Tallahassee Gentlemen’s Quarterly: Empowering Local Youth
By Travis Milton
The Tallahassee Gentlemen’s Quarterly took place Aug. 29 on the campus of Florida A&M University.
The Tallahassee Gentlemen’s Quarterly is a male youth conference for high school students in the Tallahassee community. This quarterly conference was started by Florida A&M’s 16th, and the current Mr. Florida Agricultural and Mechanical University, Imir Hall, a public relations student from Miami, Fla.
“This conference is designed to get all of the young black males together throughout the city of Tallahassee and show them that we truly are our brothers’ keeper,” Hall said.
The conference kicked off as students from local high schools split into two groups and attended workshop sessions where they learned about being a black male in America; as well as, the evolution of hip hop music.
In the session on being a Black male in America, students learned about having a life mission and reaching their full potential as young men. Also in this session, the young men collectively spoke about their college and career aspirations.
Amongst many students was Devonne Childs, a senior at Lincoln High School and the President of the Big Bend Omega Lamplighters.
“If you pursue your goals, you can pretty much go wherever you want to in life,” Childs states.
Childs wants to pursue a degree in Computer Technology and ultimately work in the field of Video Game Development and Design.
Also in attendance were members of Tallahassee’s chapter of the Distinguished Young Gentlemen and Kappa League.
The second session that students attended was about the evolution of hip hop music.
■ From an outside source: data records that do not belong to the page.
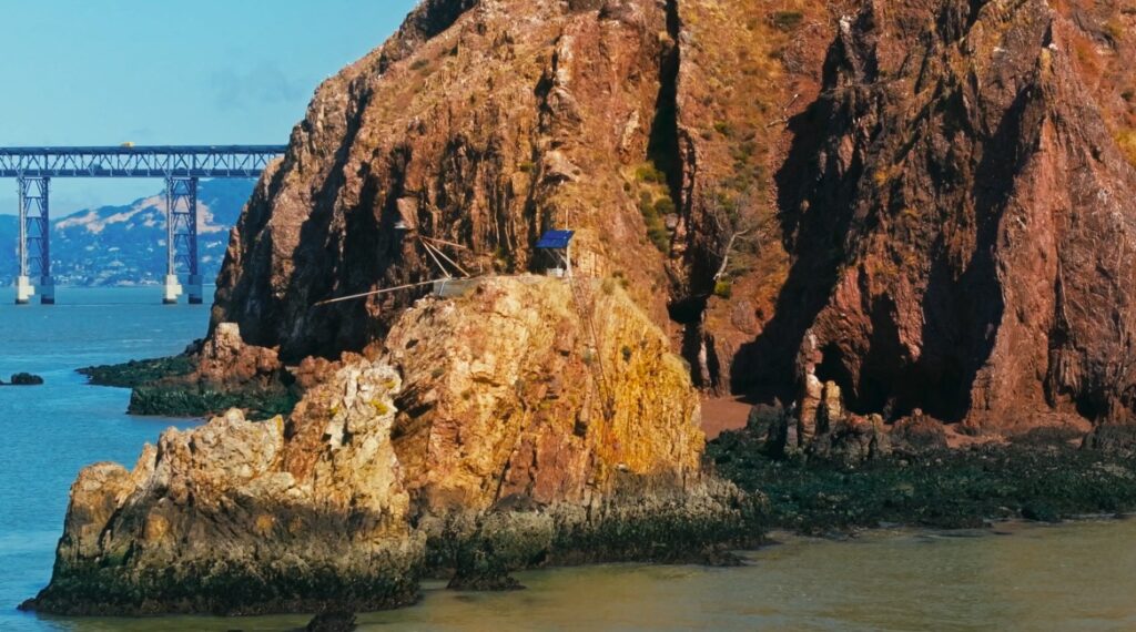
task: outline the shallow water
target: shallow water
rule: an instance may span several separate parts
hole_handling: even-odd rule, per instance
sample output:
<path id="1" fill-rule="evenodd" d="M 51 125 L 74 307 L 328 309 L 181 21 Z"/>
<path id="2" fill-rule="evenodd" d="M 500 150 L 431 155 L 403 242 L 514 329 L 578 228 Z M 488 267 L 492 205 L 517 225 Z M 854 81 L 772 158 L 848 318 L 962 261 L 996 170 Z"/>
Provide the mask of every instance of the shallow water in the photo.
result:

Students learned about how hip hop was derived as a lyrical art form of expression to provide accounts of the artists’ lives and what took place in their communities on a daily.
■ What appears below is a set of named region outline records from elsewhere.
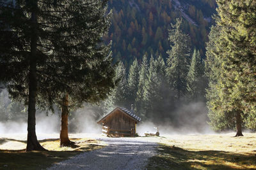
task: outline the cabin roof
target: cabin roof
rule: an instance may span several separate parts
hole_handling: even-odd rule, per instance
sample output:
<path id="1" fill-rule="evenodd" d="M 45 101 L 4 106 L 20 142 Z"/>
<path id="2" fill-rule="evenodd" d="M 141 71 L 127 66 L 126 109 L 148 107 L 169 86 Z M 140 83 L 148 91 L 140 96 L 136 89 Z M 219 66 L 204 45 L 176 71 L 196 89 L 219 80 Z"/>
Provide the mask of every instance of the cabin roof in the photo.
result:
<path id="1" fill-rule="evenodd" d="M 109 115 L 110 115 L 111 114 L 112 114 L 114 111 L 116 110 L 120 110 L 120 111 L 122 111 L 124 113 L 128 115 L 131 118 L 134 119 L 135 121 L 136 122 L 140 122 L 140 120 L 141 120 L 141 118 L 140 117 L 139 117 L 138 116 L 134 114 L 134 111 L 133 110 L 129 110 L 125 108 L 119 108 L 117 107 L 116 108 L 115 110 L 113 110 L 112 111 L 111 111 L 109 113 L 108 113 L 108 115 L 106 115 L 106 116 L 104 116 L 102 119 L 100 119 L 100 120 L 98 121 L 98 124 L 100 123 L 101 122 L 102 122 L 104 120 L 105 120 Z"/>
An instructor of the hip hop evolution session, Maurice Johnson II, who is a professor at Florida A&M’s School of Journalism and Graphic Communication, says, “We wanted to focus on the messages that are being sent through the music.”
Johnson goes on to add how the messages through music have changed over time and there have been different circumstances that have resulted from those changes.
“We wanted them to, more or less, garner a better understanding of what they’re listening to,” says Johnson.
To wrap up the empowering male youth conference was the keynote address made by Tallahassee Mayor Andrew Gillum.
Mayor Gillum spoke on how he was once in the same shoes as these students. He said he shared many of the same traits, characteristics and determination to be great one day.
He talked about his path of life growing up in Tallahassee and how he ultimately got to where he is today. He went on to add that they can do anything that their heart desires if they put their minds to it.
“It never hurts to remind them of their role, their obligation, their responsibility and more importantly the expectations we have for them to do great things,” Gillum said.
Also in attendance was Florida House of Rep. Alan Williams, a Tallahassee native. Williams stated how proud he was for an event like this empowering young black males in the community and looks forward to its future successes for years to come. He goes on to commend Imir’s efforts in the community, along with the help of his royal escorts.
“There’s light at the end of the tunnel for these gentlemen,” Representative Williams says.
The Tallahassee Gentleman’s Quarterly is a conference that Hall will have each semester and wants to keep going strong long after his term as Mr. FAMU.